Facing death, Whitaker expected to testify
Posted at 5:12 PM, Feb 21, 2018
and last updated 2018-02-21 18:31:38-05

A Cuyahyoga County jury began to hear evidence and testimony Wednesday morning in the penalty phase of Christopher Whitaker’s death penalty trial.

Whitaker, 45, was found guilty earlier this month on charges in connection with the abduction, rape and murder of 14-year old Alianna Defreeze in early 2017. In their opening  statements, the defense attorney told the jury they would eventually hear from Whitaker himself before they would deliberate.

Nearly one year after 14-year-old Alianna Defreeze disappeared, her alleged killer goes to trial

Opening arguments heard in trial for man accused of raping, murdering 14-year-old Alianna Defreeze

Jury deliberations begin in Christopher Whitaker case: Man accused of killing Alianna Defreeze

Although he confessed to the brutal killing of Alianna, Whitaker claimed he was high on crack cocaine at the time of the incident.

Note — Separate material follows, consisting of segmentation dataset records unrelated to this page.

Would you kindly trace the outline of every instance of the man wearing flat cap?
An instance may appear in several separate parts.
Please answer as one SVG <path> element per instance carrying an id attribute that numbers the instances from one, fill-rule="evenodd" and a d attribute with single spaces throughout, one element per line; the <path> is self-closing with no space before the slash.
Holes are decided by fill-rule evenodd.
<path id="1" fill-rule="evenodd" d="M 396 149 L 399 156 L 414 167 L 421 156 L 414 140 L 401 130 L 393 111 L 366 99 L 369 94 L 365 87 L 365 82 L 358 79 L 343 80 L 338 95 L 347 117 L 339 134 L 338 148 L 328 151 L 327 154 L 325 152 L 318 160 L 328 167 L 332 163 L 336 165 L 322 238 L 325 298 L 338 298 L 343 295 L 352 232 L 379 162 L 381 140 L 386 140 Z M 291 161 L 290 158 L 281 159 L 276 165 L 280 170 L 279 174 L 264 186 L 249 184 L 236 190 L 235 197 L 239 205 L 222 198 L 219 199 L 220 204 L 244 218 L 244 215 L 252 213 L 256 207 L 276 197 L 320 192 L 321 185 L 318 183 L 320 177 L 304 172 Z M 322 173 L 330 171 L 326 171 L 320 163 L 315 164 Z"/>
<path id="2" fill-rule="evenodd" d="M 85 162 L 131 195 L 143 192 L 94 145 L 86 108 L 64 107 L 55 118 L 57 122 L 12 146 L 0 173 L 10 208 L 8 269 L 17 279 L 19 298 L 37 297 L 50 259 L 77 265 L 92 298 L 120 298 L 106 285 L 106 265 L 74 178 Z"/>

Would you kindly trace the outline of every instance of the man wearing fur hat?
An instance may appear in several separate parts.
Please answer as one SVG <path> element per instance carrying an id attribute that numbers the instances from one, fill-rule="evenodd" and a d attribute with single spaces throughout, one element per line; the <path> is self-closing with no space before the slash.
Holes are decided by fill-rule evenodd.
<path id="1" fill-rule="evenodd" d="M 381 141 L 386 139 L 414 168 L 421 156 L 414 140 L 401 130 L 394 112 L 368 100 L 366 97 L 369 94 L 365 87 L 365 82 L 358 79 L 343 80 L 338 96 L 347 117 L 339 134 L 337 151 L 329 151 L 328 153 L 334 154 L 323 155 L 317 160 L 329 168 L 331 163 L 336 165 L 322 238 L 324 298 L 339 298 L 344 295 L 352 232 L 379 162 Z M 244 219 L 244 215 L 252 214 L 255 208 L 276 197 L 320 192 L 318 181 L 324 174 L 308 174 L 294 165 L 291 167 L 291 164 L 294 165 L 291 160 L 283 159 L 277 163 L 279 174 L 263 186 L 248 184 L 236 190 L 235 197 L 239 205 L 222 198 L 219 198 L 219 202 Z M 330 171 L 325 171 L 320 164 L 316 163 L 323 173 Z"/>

Alianna was abducted while on her way to school on Jan. 26, 2017. Her body was found in an abandoned home. On Feb. 13th, the jury found Whitaker guilty on all counts, including murder, rape, kidnapping, aggravated burglary, tampering with evidence and offenses against a human corpse.

“We’re not here to debate whether Ohio should have the death penalty; it does. We’re not here to debate what the criteria of the death penalty should be,” prosecutor Andrew Santoli said in his opening statement. “We’re asking you to determine whether the State of Ohio has proven the aggravating circumstances outweighs the mitigating circumstances.”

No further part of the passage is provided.